The benefits of the business
The GoFundMe page offers many reasons for Sound Conservatory’s survival:
- “We are the largest local used piano dealer that offers pianos at unbeatable prices to make owning a piano easy to afford. We even offer an extremely affordable piano rental program for those who aren’t sure if they want to buy a piano or do not have the financial means to buy one outright.”
- “We offer a concert series that has been bringing in world-class, Grammy-winning artists to perform here in Rock Island for our Quad City community.”
- “We have offered scholarships to over 24 students from families with financial difficulties that need assistance in furthering their music education. We believe that money shouldn’t play defining role in whether a child can or cannot study music.”
- “We hold instrument and lesson giveaways regularly.”
- “We have partnered with many of our local public schools with a program we call ‘Pop Music In The Classical Ensemble’ where we educate students on the capabilities of the different instruments available and break down the stigma that playing a classical instrument means to can only play classical music.”
- “We have also partnered with our neighbors at the YWCA to offer their kids monthly instrument ‘petting zoo.’ Our teachers perform and showcase their instruments for the kids and give them all a chance to try out the instruments themselves.”
- “We are partnered with Larson Band Instrument Repair and Taets Piano Services and our own in house guitar repair/maintenance service to bring you the highest level of instrument care. We also have our own in-house piano restoration shoppe!”
- “We have our own piano moving division so we can offer professional piano moving/relocation for our piano customers and customers in the Quad Cities needing their pianos relocated.”
“Our biggest goal, which is a result of the combination of all the things we do, is to help revitalize downtown Rock Island and make it a thriving community again,” Kozlowski wrote. “Through job creation, tax revenue generation through our retail sales, education programs and entertainment events but most importantly, bringing the community together, we believe we are a strong yet still fast-growing contributor to that goal.”
“Doing the work to the roof is far worth the actual value of the building once it’s fixed and preserving the history of this building,” he said Tuesday. “Also, with what we are doing here in downtown, it’s really needed for the community and I can’t let this be the reason we fail.”

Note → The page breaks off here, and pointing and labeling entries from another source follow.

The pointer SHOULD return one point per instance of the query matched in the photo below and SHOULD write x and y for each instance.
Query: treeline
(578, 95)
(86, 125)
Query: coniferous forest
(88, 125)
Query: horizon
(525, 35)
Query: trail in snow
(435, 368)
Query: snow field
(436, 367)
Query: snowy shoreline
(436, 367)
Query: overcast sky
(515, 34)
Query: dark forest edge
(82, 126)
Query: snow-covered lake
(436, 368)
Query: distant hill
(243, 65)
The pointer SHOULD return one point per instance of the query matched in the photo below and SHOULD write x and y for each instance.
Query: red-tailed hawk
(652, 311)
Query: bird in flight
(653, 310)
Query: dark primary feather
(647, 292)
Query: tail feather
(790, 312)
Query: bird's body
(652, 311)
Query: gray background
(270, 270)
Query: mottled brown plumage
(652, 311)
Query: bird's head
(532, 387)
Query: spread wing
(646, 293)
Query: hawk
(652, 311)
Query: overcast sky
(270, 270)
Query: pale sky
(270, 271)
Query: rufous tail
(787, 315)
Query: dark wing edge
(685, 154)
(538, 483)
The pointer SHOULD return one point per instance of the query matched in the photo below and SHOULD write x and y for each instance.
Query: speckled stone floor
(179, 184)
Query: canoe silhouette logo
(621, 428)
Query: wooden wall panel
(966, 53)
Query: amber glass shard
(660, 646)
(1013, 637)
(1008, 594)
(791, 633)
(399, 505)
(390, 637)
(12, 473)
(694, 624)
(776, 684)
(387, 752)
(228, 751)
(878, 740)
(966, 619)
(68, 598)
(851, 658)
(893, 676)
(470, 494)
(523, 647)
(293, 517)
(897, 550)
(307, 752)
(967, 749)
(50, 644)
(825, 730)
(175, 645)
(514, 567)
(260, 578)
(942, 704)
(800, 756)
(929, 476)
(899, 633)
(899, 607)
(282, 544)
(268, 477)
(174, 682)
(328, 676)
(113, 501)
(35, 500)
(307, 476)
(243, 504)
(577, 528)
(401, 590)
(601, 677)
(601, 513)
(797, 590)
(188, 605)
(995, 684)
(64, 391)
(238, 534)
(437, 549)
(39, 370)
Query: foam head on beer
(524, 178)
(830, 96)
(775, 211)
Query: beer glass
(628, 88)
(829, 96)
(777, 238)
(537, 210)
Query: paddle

Kozlowski’s next big project is expanding into the second floor, creating a 450-seat performance venue where Sound Conservatory can offer “some of the most amazing music performances that you’ll find in the Quad Cities and beyond,” he said.
Saturday farewell concert
Sound Conservatory is hosting the next event in its 2023 Summer Concert Series on Saturday, July 22, at 7 p.m., with the QC farewell concert of pianist William Campbell.
The prolific composer (who taught at St. Ambrose University and led contemporary music at St. Paul Lutheran Church) is moving with his wife to Portland, Ore., to be closer to family.
Campbell’s new album “Together We Rise” is comprised of piano and electronics that includes anthemic, virtuosic works and quiet music for inner growth.
Bringing together aspects of his film scores and solo piano music, Campbell weaves together a unique musical experience. “This music was created in my hope that we can all work for the common good and justice for everyone within our society,” he has said. “It’s a concept album intended to inspire strength to move forward in confidence, rising up and lifting up others.”